Man sei geschockt über den Tod und fühle mit der Familie, hieß es. In Eichinger verliere das Unternehmen einen "Freund und Weggefährten, unsere Trauer und den Schmerz kann man nicht in Worte fassen". Er sei "über 30 Jahre lang das Herz der Constantin Film" gewesen und habe die Filmindustrie national wie international geprägt.

Eichinger war eine der erfolgreichsten Filmgrößen der Welt. Seinen Durchbruch schaffte er 1981 mit dem Drogendrama Christiane F. – Wir Kinder vom Bahnhof Zoo. Mit Filmen wie Der Name der Rose (1986), Der Untergang (2004), Fantastic Four (2005), Das Parfum (2006), Der Baader Meinhof Komplex (2008) wurde er Deutschlands wichtigster Filmemacher und ging in die nationale Filmgeschichte ein.

Spätestens 1984 machte er sich mit der Verfilmung von Die unendliche Geschichte (Michael Ende, Regie: Wolfgang Petersen) auch international einen Namen. Der von ihm produzierte Film Nirgendwo in Afrika (Regie: Caroline Link) gewann 2003 den Oscar für den besten nicht-englischsprachigen Film.

Als Entdecker von Schauspielern wie Til Schweiger und Förderer von Jungregisseuren wie Nico Hofmann bezeichnete die ZEIT Bernd Eichinger Mitte der neunziger Jahre als "Königsmacher des jüngsten deutschen Films". Damals versuchte er sich auch als Regisseur, doch stießen seine Filme bei Publikum und Kritikern auf geteilte Reaktionen. 2005 gab er sein Debüt als Opernregisseur mit Richard Wagners Parsifal an der Staatsoper Berlin, worauf das deutsche Feuilleton allerdings überwiegend negativ reagierte.
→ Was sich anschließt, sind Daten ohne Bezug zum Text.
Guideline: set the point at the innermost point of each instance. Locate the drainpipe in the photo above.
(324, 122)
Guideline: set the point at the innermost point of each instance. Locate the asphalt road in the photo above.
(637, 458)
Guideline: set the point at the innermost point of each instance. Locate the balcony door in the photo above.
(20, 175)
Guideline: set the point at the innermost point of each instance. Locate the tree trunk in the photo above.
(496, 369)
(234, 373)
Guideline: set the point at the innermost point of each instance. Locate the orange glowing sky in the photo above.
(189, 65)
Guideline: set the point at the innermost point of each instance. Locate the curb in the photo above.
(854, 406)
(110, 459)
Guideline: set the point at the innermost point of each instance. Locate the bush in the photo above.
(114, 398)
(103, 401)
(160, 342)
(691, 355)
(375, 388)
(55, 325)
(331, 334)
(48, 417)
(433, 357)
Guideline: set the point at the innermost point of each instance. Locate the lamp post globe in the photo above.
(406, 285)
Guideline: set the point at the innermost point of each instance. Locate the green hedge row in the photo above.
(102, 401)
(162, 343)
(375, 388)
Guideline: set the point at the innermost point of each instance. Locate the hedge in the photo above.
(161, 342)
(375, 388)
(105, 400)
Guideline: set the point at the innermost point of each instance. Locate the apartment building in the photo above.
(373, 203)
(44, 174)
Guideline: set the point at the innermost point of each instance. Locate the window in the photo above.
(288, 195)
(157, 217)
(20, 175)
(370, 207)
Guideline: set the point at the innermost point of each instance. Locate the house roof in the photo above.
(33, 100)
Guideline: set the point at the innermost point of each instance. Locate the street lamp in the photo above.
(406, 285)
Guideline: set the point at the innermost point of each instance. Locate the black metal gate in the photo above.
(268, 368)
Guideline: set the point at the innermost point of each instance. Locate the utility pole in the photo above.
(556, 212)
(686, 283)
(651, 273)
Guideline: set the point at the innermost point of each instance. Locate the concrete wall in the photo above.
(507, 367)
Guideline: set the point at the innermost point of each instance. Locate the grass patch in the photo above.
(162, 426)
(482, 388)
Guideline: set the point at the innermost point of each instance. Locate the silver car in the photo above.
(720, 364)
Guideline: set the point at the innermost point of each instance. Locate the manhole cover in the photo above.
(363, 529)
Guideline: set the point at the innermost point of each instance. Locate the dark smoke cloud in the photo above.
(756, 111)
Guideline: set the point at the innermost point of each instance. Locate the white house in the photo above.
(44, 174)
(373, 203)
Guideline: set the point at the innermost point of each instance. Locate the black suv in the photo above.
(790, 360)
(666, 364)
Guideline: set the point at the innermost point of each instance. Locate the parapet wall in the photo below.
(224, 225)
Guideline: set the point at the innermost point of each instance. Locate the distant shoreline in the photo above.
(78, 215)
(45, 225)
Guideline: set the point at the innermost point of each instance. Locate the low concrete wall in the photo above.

Vertreter der Filmbranche zeigten sich bestürzt über die Todesnachricht. "Bernd Eichinger war vielleicht der größte und originellste Filmemacher der deutschen Nachkriegsgeschichte – vielleicht der einzige von wirklichem Weltformat", sagte der Direktor der Deutschen Film- und Fernsehakademie Berlin, der Regisseur Jan Schütte. In ihm verliere die deutsche Filmwelt nicht nur einen Produzenten, sondern auch eine eigene Stimme. Den Präsidenten der Spitzenorganisation der deutschen Filmwirtschaft SPIO, Steffen Kuchenreuther, überraschte die Nachricht am Rande der Verleihung des Medienpreises Diva in München. "Ich bin völlig fertig," sagte er.

Regie hatte Eichinger von 1970 bis 1973 an der Münchner Hochschule für Film und Fernsehen studiert. Schon während des Studiums arbeitete er als Aufnahmeleiter bei der Bavaria Filmgesellschaft, schrieb Drehbücher, spielte eine erste Rolle und führte Regie. So legte er die Basis für seine Karriere als Filmemacher. 1974 gründete er seine erste Produktionsfirma Solaris.

Er war nach 1979 Mitbesitzer der Produktionsfirma Constantin Film, verkaufte seine Anteile aber 2006. Bis zuletzt war er ihr Produzent.

Seine Kindheit hatte er in einem sehr konservativ geprägten Elternhaus im bayerischen Rennertshofen verbracht. Zur Schule ging er in einem von katholischen Geistlichen geführten Internat im Bayerischen Wald. Während seiner Jugendzeit war er Gitarrist einer Rockband, sein Abitur machte er dann in München.

Er sei "filmsüchtig", sagt Eichinger einst über sich selbst. Zwei, drei Filme pro Nacht anzuschauen, das sei kein Problem.

Eichinger hinterlässt seine Ehefrau Katja und eine Tochter. Die 29-jährige TV-Moderatorin Nina Eichinger wurde einem breiten Publikum als Jurorin der RTL-Castingshow Deutschland sucht den Superstar bekannt.